Hay diversas formas de rendir homenaje a figuras públicas al momento de su fallecimiento. Naturalmente, la manera más habitual consiste en enumerar los aspectos más relevantes de la biografía del homenajeado que, precisamente, nos ayudan a comprender las razones de su devenir público. Distinto debe ser el homenaje cuando quien escribe el obituario goza del privilegio de la intimidad.

Hace un par de días falleció mi tía, Lil Bettina Chouhy Gonella. No voy a ahondar en lo que ya se sabe. Alcanza con acotar que Lilsa, como la llamaban sus familiares y amigos, fue profesora de Historia, pero su pasión y vocación fue siempre el periodismo. Su generación la recuerda como una mujer extremadamente rigurosa en su trabajo, exigente y respetuosa con su público, de inteligencia aguda, juicio implacable y generosidad desbordante. Lilsa se abrió camino dentro del periodismo en una época en la que era muy difícil para las mujeres desarrollar carreras profesionales de alta exposición pública. Fue, al igual que su madre, Lil Gonella, una de esas grandes mujeres que hicieron feminismo sin estridencias.

Hace un par de días falleció mi tía, Lil Bettina Chouhy Gonella. No voy a ahondar en lo que ya se sabe. Alcanza con acotar que Lilsa fue profesora de Historia, pero su pasión y vocación fue siempre el periodismo.

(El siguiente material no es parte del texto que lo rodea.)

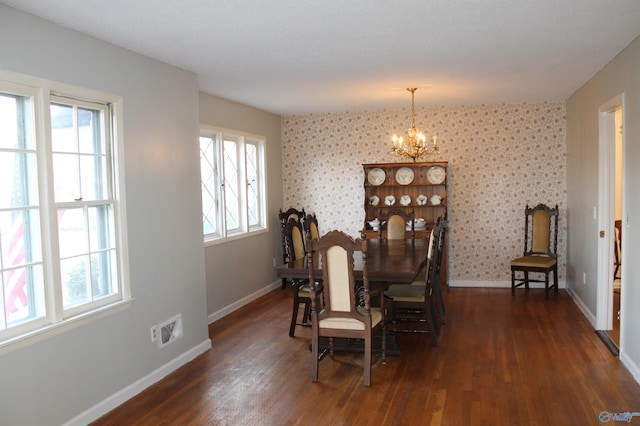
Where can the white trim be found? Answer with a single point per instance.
(138, 386)
(494, 284)
(245, 300)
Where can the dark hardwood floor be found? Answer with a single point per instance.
(500, 360)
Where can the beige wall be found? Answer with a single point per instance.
(501, 157)
(229, 280)
(620, 76)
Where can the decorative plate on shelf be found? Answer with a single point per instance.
(436, 175)
(404, 176)
(376, 176)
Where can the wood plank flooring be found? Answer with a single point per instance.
(500, 360)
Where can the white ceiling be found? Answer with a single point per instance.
(310, 56)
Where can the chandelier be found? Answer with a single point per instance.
(414, 144)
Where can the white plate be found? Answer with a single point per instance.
(404, 176)
(376, 176)
(436, 175)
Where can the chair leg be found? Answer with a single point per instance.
(294, 314)
(314, 357)
(367, 361)
(546, 285)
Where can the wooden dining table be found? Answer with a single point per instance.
(388, 261)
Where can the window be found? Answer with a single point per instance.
(60, 232)
(233, 184)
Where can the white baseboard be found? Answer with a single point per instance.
(135, 388)
(492, 284)
(631, 366)
(245, 300)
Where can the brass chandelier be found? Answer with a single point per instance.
(414, 144)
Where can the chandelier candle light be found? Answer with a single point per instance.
(414, 144)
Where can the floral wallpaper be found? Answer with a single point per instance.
(501, 157)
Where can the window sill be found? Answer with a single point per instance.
(46, 332)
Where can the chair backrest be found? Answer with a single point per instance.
(541, 231)
(310, 225)
(395, 223)
(284, 217)
(293, 240)
(290, 213)
(336, 254)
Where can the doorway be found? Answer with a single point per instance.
(611, 182)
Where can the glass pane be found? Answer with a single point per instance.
(72, 234)
(231, 190)
(93, 177)
(101, 229)
(103, 273)
(66, 177)
(253, 185)
(16, 122)
(18, 179)
(24, 294)
(209, 186)
(90, 132)
(74, 273)
(63, 129)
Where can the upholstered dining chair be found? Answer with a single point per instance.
(283, 217)
(395, 223)
(294, 249)
(540, 249)
(415, 303)
(341, 317)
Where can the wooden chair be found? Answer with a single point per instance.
(416, 302)
(540, 248)
(284, 217)
(618, 247)
(395, 223)
(294, 249)
(310, 225)
(340, 317)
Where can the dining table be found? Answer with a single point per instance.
(388, 262)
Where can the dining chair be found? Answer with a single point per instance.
(310, 225)
(415, 302)
(395, 223)
(283, 217)
(294, 249)
(340, 316)
(540, 253)
(617, 226)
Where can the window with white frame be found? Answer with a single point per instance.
(233, 184)
(60, 230)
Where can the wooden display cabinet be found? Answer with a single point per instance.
(412, 185)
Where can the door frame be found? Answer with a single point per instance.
(606, 207)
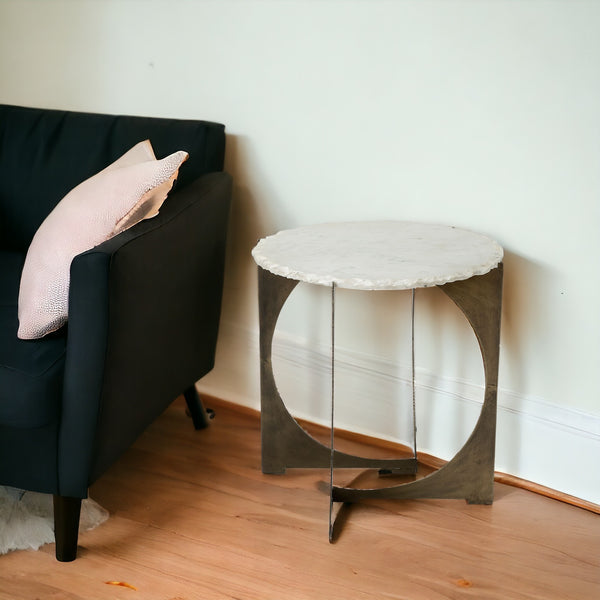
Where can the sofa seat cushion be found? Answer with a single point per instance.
(31, 371)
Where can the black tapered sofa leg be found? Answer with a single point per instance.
(66, 527)
(200, 416)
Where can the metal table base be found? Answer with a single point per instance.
(469, 474)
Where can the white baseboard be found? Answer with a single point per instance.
(552, 445)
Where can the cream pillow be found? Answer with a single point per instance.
(127, 191)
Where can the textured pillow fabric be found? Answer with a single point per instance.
(127, 191)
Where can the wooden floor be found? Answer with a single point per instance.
(192, 517)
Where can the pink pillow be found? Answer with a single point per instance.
(129, 190)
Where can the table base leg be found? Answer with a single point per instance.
(470, 474)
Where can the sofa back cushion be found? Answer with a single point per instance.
(46, 153)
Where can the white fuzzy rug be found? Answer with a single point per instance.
(27, 522)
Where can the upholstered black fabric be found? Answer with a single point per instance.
(46, 153)
(31, 371)
(144, 306)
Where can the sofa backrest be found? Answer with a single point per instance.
(45, 153)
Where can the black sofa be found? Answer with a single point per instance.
(143, 311)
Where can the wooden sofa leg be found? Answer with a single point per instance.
(200, 416)
(66, 527)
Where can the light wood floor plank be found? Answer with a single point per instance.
(192, 517)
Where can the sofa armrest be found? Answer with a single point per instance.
(144, 310)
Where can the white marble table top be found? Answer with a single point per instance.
(378, 255)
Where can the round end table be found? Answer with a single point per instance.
(382, 255)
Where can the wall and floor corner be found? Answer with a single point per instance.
(478, 114)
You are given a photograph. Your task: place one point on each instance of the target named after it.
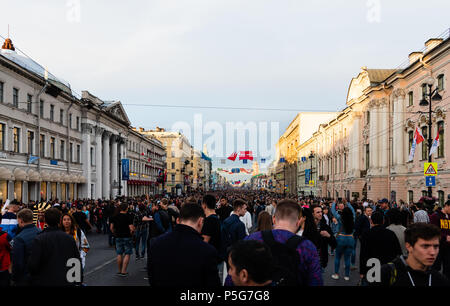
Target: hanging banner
(125, 169)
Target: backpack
(286, 260)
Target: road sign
(430, 181)
(430, 169)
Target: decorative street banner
(125, 169)
(307, 176)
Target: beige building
(298, 131)
(178, 160)
(363, 151)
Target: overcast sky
(252, 53)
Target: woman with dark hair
(264, 222)
(308, 228)
(345, 240)
(69, 225)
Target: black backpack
(286, 260)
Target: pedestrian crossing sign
(430, 169)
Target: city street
(101, 267)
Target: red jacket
(5, 251)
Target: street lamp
(432, 95)
(311, 156)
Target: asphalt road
(101, 267)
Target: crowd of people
(230, 238)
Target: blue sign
(125, 169)
(430, 181)
(307, 176)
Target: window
(52, 112)
(30, 142)
(16, 135)
(92, 157)
(52, 147)
(441, 82)
(62, 149)
(424, 91)
(78, 154)
(441, 197)
(15, 97)
(345, 162)
(29, 103)
(61, 116)
(441, 139)
(410, 98)
(42, 145)
(410, 196)
(367, 157)
(41, 108)
(2, 136)
(424, 143)
(71, 152)
(2, 85)
(410, 140)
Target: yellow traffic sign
(430, 169)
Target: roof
(379, 75)
(9, 52)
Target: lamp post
(428, 97)
(311, 156)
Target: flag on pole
(233, 156)
(418, 138)
(435, 145)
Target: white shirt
(247, 220)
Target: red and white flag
(418, 138)
(435, 145)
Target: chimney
(432, 42)
(414, 56)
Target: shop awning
(20, 175)
(6, 174)
(34, 176)
(46, 176)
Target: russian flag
(435, 145)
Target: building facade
(54, 145)
(363, 152)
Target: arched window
(441, 139)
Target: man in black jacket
(50, 254)
(379, 243)
(422, 243)
(181, 257)
(326, 235)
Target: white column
(98, 163)
(356, 145)
(106, 175)
(395, 134)
(384, 136)
(114, 164)
(373, 137)
(86, 160)
(401, 134)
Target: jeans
(345, 246)
(141, 239)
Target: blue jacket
(21, 250)
(338, 216)
(9, 224)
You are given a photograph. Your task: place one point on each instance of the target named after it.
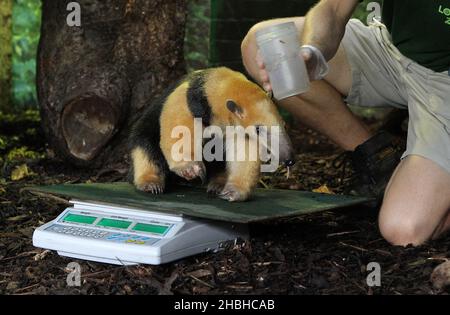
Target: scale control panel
(119, 229)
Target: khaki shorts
(382, 76)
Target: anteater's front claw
(232, 194)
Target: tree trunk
(94, 80)
(5, 54)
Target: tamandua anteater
(219, 97)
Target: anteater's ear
(235, 109)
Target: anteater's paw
(232, 194)
(215, 187)
(155, 188)
(191, 171)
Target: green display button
(76, 218)
(118, 224)
(150, 228)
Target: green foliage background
(26, 32)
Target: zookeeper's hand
(316, 64)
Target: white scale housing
(125, 236)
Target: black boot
(374, 163)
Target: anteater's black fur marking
(196, 97)
(146, 133)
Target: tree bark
(95, 80)
(5, 54)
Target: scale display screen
(154, 228)
(150, 228)
(117, 224)
(76, 218)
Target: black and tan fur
(218, 96)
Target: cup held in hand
(279, 46)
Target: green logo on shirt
(446, 12)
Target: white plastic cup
(279, 47)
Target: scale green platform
(116, 224)
(266, 204)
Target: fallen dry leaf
(440, 278)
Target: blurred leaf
(324, 190)
(21, 172)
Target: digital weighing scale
(127, 236)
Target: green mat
(266, 204)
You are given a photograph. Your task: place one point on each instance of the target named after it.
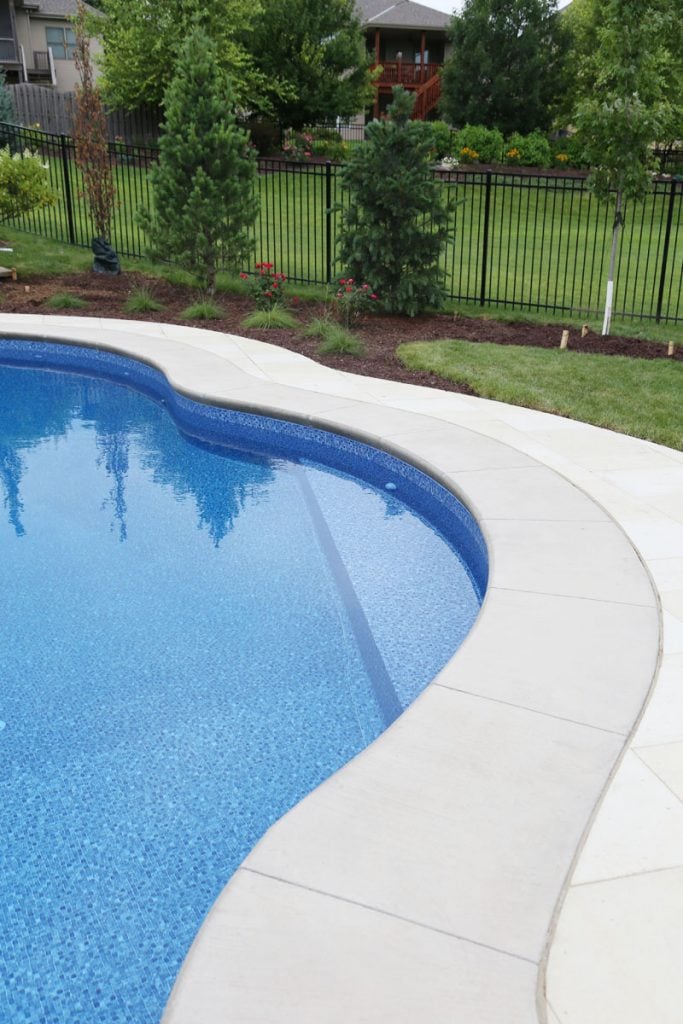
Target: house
(409, 42)
(37, 42)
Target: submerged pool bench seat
(421, 882)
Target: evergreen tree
(506, 67)
(394, 226)
(204, 186)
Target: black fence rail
(516, 241)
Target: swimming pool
(141, 654)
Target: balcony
(406, 73)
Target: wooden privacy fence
(516, 241)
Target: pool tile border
(427, 872)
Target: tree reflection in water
(39, 406)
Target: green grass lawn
(546, 246)
(642, 397)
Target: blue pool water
(202, 616)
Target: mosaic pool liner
(158, 949)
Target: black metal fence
(516, 241)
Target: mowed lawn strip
(642, 397)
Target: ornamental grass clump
(394, 224)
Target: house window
(61, 42)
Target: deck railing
(406, 73)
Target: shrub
(298, 145)
(528, 151)
(572, 148)
(351, 301)
(394, 224)
(24, 183)
(265, 287)
(485, 142)
(330, 148)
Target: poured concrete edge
(422, 881)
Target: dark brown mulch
(105, 297)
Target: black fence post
(484, 242)
(328, 221)
(68, 192)
(665, 254)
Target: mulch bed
(381, 334)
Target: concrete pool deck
(511, 849)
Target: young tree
(313, 53)
(6, 101)
(204, 186)
(626, 112)
(92, 155)
(506, 68)
(142, 41)
(394, 225)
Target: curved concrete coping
(422, 882)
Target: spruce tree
(394, 226)
(204, 186)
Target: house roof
(55, 8)
(400, 14)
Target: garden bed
(380, 334)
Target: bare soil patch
(105, 296)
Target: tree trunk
(619, 220)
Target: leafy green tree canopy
(204, 190)
(142, 41)
(506, 68)
(312, 53)
(628, 49)
(394, 225)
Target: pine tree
(204, 190)
(394, 226)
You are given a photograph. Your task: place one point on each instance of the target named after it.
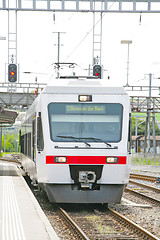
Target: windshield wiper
(101, 140)
(75, 138)
(88, 138)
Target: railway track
(107, 217)
(143, 177)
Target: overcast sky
(37, 49)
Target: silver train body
(75, 141)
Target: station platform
(21, 217)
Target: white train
(75, 141)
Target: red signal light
(12, 73)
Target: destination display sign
(86, 109)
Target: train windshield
(101, 122)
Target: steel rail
(80, 233)
(143, 177)
(134, 225)
(150, 199)
(145, 186)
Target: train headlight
(112, 159)
(60, 159)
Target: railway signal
(97, 71)
(12, 72)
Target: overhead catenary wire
(103, 14)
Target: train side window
(40, 141)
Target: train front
(86, 144)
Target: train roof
(82, 86)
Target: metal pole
(58, 53)
(128, 65)
(4, 139)
(148, 112)
(154, 135)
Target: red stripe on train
(85, 160)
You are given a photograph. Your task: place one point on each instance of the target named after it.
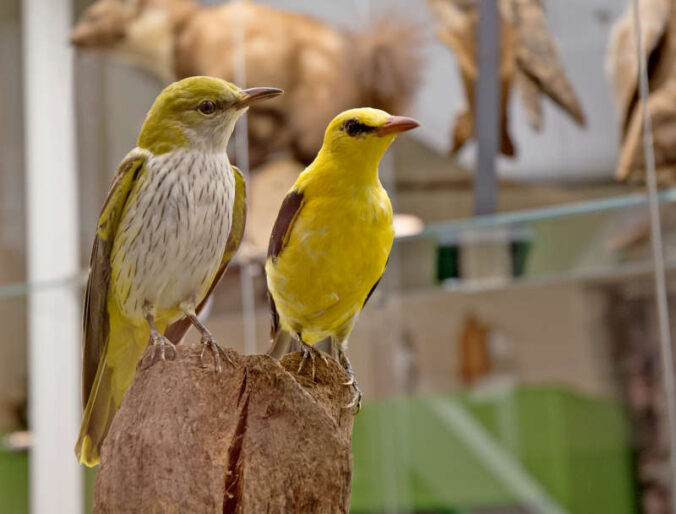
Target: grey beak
(255, 94)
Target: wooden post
(255, 438)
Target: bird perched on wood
(658, 35)
(332, 238)
(173, 218)
(528, 56)
(323, 70)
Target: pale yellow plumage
(172, 220)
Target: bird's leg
(345, 362)
(157, 339)
(310, 352)
(207, 340)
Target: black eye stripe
(353, 127)
(207, 107)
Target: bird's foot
(352, 381)
(355, 404)
(161, 342)
(310, 352)
(208, 341)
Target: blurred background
(513, 358)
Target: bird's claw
(216, 349)
(356, 399)
(161, 341)
(310, 352)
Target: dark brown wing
(288, 213)
(372, 290)
(95, 322)
(177, 330)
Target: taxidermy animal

Pero este obituario no tiene que ver solamente con su contribución pública. Hay algo más íntimo, pero no por ello menos esclarecedor, de esa gran persona; algo que su sobrino considera necesario destacar en este obituario: los libros que recibí de Lilsa y que me marcaron la vida para siempre. Al cumplir 16 años, Lilsa me regaló la profusa biografía del Che escrita por John Lee Anderson. A los 17 recibí de su parte la gran Historia del siglo XX de Eric Hobsbawm. Y a los 18 recibí su necesario contrapunto: Tiempos modernos, del historiador Paul Johnson; esa otra historia del mismo siglo, pero contada ya no desde los grandes acontecimientos colectivos (la lucha de clases, los nacionalismos, la guerra y la revolución), sino desde las decisiones y contribuciones individuales de los grandes líderes políticos e intelectuales. A partir de entonces me volví fanático de su biblioteca. Visitarla era siempre para mí una oportunidad imperdible para visitar también sus libros. El último que le robé, sin decírselo nunca, fue 2666, de Roberto Bolaño. Una novela mazacote, no apta para bolsillo, y que, como sus personajes, recorrió (físicamente) el mundo. Me tomó un buen tiempo terminarla. Empecé a leerla en Boston, Massachusetts. La seguí en Pittsburgh, Pensilvania. La novela fue leída en plazas de Berlín, parques de Praga y playas de Italia. Pero decidí terminarla en el jardín de Bella Vista, en la casa donde mi tía pasó siempre sus veranos, devorando libros. Recuerdo que ese día en la playa, el día que terminé 2666, le leí a mi hermano y a mi cuñada unos fragmentos en voz alta. Y esa misma tarde, sin decirle nada a Lilsa, devolví sigilosamente el libro a su biblioteca. Que en paz descanse.